Interdisciplinary Studies

  • Fall 2017 enrollment in interdisciplinary graduate programs was 266, a 3.5% increase over Fall 2016.
  • In the 2016-17 graduation year, the Graduate School awarded 28 interdisciplinary master’s degrees and 22 interdisciplinary doctoral degrees.
  • The Ph.D. program in Cell and Molecular Biology remained the largest Ph.D. program on campus in Fall 2017 enrollments, with 83 students. In fact, for all degree-seeking students, only the master’s degree in Operations Management (414 students), the MBA degree (190 students) and the Master of Engineering degree (84 students) enrolled more students.

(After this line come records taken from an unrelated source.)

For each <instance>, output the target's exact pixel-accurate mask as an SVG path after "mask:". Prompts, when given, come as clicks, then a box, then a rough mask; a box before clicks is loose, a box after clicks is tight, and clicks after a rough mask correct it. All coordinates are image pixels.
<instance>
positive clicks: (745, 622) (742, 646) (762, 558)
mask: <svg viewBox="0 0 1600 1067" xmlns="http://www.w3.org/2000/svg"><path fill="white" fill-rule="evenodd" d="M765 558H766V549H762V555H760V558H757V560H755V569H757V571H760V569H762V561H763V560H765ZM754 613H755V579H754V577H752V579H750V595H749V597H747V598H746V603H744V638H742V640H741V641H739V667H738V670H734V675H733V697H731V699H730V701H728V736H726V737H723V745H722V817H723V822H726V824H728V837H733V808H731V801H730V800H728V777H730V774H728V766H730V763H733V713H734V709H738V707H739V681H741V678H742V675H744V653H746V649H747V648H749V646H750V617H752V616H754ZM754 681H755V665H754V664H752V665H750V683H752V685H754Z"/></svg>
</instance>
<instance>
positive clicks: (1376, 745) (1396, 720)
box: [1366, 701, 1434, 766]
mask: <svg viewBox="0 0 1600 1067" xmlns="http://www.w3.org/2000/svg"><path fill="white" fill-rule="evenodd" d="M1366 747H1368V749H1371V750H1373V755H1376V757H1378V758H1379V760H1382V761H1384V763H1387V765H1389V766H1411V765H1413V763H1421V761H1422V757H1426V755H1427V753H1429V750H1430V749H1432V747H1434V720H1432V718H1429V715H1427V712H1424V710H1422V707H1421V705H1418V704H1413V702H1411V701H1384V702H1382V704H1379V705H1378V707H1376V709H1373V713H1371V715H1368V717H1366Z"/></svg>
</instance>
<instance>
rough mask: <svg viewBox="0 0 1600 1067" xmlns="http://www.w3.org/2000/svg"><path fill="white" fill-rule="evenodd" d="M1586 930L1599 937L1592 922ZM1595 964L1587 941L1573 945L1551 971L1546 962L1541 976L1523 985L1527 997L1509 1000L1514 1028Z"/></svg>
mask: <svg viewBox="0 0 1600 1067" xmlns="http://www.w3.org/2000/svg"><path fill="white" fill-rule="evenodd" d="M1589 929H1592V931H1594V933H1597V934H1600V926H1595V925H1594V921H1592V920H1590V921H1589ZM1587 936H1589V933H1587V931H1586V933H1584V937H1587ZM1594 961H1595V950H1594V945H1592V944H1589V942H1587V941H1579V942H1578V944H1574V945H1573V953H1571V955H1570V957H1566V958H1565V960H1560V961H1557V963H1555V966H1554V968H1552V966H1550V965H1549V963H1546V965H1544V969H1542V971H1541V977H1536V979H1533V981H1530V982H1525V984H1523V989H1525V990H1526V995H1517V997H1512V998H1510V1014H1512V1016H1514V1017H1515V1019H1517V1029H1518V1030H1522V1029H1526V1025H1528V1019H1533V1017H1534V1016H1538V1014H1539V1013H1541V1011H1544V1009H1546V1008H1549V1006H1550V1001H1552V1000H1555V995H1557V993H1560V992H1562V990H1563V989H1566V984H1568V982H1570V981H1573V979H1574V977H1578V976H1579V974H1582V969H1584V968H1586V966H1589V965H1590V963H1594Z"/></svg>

  • Cell and Molecular Biology students and faculty generated $3,128,905 in continuing grant support, $6,730,271 in new grant support, 54 peer-reviewed publications, 66 presentations/seminars and 19 honors/awards for current or past graduate students.
  • Cell and Molecular Biology and Public Policy underwent program reviews this past year.
  • The Public Policy program is the second most diverse doctoral program, with 31.6% minority students (out of total students in the program Fall 2017).
  • Larry Roe was named the graduate coordinator for the Space and Planetary sciences graduate program.
  • Rick Wise was selected to participate in the 2018 Professional Awareness, Advancement and Development (PAAD) program on campus.
  • Microelectronics–photonics students authored/co-authored 67 papers/presentations and had one provisional patent filed in calendar year 2017.
  • 62 faculty from 20 departments participated in the Statistics and Analytics program.
  • Students/recent graduates in the Space and Planetary Sciences program published five refereed scientific journal articles and presented 29 papers at national or international conferences.
  • The quantitative social sciences concentration in Statistics and Analytics presented two well-attended and well-received workshops.
  • Students in Statistics and Analytics presented 29 papers at professional conferences and published four peer-reviewed journal articles.
  • Students in Public Policy published or had accepted for publication 13 peer-reviewed journal articles and one book. The book, by David Tolliver, was co-authored with Michael Miller, Dean of the College of Education and Health Professions.